Do You Know About Dunbar’s Number?

I guess friendship has been on my mind lately, considering this is my third consecutive post about friendship. Perhaps it’s the realization that I still feel like an outsider in my new city after a year and a half.

A few years ago, I remember being fascinated by a concept called “Dunbar’s Number.” According to Robin Dunbar, a British Anthropologist, the average human brain can only effectively maintain a social relationship with approximately 150 people at a time. Basically, our brains just don’t have the cognitive capabilities to handle remembering all the details of more than 150 people at one time. According to research, this is evolutionary and has been true since the dawn of man. In hunter-gatherer societies, the average community was about 150 people.

Now this doesn’t mean these people are your actual ‘friends,’ they are simply people in your social circle. If you would stop to say hello to someone on the street, they probably count in your 150.

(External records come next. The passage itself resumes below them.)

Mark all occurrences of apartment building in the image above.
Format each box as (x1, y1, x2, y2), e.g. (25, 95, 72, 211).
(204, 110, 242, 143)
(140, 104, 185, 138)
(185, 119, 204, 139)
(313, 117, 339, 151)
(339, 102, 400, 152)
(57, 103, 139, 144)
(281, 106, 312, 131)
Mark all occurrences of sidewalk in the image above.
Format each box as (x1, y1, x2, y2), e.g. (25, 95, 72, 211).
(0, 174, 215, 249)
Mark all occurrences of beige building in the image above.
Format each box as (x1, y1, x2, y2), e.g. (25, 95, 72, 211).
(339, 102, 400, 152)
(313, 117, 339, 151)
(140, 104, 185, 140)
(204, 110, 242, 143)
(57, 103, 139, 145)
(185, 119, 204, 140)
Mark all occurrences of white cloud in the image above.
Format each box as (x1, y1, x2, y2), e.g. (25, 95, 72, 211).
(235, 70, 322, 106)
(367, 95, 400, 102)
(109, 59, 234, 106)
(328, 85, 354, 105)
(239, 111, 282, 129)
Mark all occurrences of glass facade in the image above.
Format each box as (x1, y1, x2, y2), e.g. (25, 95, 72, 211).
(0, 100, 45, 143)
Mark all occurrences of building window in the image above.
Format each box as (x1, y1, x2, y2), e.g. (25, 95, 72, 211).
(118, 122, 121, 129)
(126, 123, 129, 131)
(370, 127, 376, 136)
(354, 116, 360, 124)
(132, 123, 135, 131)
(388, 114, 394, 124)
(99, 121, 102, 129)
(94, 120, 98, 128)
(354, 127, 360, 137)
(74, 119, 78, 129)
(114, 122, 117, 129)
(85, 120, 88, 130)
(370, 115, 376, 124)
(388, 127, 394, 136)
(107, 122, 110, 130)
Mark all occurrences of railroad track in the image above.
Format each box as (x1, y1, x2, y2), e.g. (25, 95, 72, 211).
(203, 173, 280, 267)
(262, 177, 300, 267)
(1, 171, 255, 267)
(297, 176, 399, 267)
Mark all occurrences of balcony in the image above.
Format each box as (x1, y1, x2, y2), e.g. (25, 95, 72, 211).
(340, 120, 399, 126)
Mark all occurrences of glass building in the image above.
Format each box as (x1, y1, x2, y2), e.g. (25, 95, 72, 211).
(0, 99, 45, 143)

But what’s a bit scary, at least for me, is that a lot of my closest “150” are scattered around the country. They are not all in my community like they probably were for  those in hunter-gatherer societies. I don’t get the benefits or a reassuring hug or an arm squeeze. So essentially, the benefits of my ‘community’ are diffuse and not as concentrated as they could be.

What does this mean for us, as most of us become increasingly mobile in our lives? Are most of your “150” located near you?